With a mental strategy in place, next came the physical side to things. JC stated the only way to get fit was to measure your performance, so that you could assess yourself and see if your healthy fitness regime was working – after all, 80% of losing weight is about diet. Out came the pincers and I was measured, rather painfully, to give me a benchmark from which to improve on. In two weeks, I would either be throwing in the towel or feel quietly self-satisfied.

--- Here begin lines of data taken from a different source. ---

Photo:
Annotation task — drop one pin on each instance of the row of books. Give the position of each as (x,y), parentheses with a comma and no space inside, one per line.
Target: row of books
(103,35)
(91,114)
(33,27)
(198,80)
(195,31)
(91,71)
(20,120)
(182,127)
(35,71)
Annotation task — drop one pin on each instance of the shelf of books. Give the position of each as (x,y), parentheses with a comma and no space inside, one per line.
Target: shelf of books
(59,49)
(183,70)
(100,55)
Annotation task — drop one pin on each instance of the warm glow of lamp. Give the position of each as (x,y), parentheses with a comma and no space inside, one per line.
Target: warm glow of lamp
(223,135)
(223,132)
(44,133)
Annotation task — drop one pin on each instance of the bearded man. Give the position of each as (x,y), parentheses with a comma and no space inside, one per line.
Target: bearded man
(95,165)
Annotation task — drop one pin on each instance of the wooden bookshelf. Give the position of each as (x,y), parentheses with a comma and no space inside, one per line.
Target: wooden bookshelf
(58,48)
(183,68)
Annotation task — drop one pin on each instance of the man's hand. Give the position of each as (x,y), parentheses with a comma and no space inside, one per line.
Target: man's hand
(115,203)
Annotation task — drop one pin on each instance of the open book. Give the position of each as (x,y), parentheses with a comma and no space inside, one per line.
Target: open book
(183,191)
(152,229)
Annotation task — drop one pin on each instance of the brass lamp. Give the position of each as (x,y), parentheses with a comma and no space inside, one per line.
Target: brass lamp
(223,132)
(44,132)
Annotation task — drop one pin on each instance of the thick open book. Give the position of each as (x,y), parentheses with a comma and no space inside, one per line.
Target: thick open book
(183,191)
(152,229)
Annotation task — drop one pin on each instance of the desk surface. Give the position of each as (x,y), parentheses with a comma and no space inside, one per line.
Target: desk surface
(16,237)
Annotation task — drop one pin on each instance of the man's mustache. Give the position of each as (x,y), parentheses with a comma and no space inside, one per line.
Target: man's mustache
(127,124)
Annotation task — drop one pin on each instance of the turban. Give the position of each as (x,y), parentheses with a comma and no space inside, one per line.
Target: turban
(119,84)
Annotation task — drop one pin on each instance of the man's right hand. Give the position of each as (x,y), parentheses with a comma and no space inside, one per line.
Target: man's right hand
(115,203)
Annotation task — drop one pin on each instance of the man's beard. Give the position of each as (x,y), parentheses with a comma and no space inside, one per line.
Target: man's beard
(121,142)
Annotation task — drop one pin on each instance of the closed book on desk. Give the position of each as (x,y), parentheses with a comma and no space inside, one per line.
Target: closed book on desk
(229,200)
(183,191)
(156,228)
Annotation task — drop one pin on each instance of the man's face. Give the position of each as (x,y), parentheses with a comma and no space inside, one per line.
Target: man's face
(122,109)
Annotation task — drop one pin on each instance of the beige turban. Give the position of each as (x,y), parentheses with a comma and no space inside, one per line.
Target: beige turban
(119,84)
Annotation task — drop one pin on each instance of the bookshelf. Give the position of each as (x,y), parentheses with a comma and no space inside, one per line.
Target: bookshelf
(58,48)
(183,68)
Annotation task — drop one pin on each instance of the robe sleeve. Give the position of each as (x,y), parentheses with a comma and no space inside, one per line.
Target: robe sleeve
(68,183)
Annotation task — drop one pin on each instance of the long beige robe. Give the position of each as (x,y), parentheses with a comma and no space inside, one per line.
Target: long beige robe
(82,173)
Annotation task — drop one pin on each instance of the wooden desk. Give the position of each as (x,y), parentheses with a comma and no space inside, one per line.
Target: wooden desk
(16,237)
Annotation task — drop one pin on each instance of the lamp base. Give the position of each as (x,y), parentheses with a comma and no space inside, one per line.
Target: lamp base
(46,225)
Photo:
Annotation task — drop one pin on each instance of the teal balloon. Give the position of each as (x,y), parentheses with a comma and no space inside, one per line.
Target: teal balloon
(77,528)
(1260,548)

Next, I learned the W10 ethos to gym training. Here’s what I learnt:
- Spending an hour on a cross trainer at medium pace is not as useful as going at full pelt for 12 minutes
- Men are strong, women are flexible but few are at a happy medium between the two (whilst I enjoyed being told I was strong, being told that I had the flexibility of an 80 year old women was less encouraging!)
- Workouts should consist of four “resistance training” exercises repeated four times at varying repetitions and weights, with a finisher at the end
- Lunges are the fitness instructor’s weapon against inflexible people like me – and I got to love them after three months
- Every item in the gym is there to be used in the fight for fitness
- Keep a food diary – there’s no point burning it up in the gym if you’re turbo-carbing morning, noon and night
- Keep your discipline during the week and treat yourself on the weekend
- Keep active outside the gym – walk to work, cycle home, climb stairs….anything to keep your metabolism up and at its peak
As the weeks passed by and my first performance measurement came back positively, I started to enjoy rather than rue each session. JC’s attitude to personal training is that it should be just that – personal. Training is done one on one or in groups of a maximum of four so that the trainer can really engage with each person and help motivate and (when necessary) correct their routines depending on their levels of fitness. “Programmes are not always easy – you get what you need as opposed to what you want,” says JC.
Whilst it can be imposing to have someone standing over you, you quickly realise how quickly the time flies and how much you’ve achieved in a short space of time. Plus the training is so varied and different that you don’t get bored – a critical necessity for my whimsical mind. After all, motivation is only as strong as your determination to concentrate, and the physical presence of someone standing over you, helping you get through the ordeal is only beneficial. It helps that JC and his trainers are all incredibly friendly and enjoy the work they do with steely determinism – so much so that the few times I cancelled, I sensed a disappointment on their part, almost like a sculptor being told that he can’t have his chisel for another week. “It is important that people have fun, that they have new things, new stimuli and we do provide that. We do not have a wide array of cardio equipment that you will be used to seeing in other gyms as it is not about the tools; it is about the results,” JC says.
I would be lying if I said that I adhered to all the rules and was steadfastly diligent but, fortunately, JC has learnt that the general public aren’t all single-minded athletes with one goal – we have many goals and they push and pull us in all sorts of directions, so that controlling them all can be overwhelming. His understanding of the toil of everyday life was refreshing and the “realistic” approach to working out really appealed. I finished my course with a wider knowledge of my body, including what I could achieve if I put my mind to it, and for that I was profoundly thankful.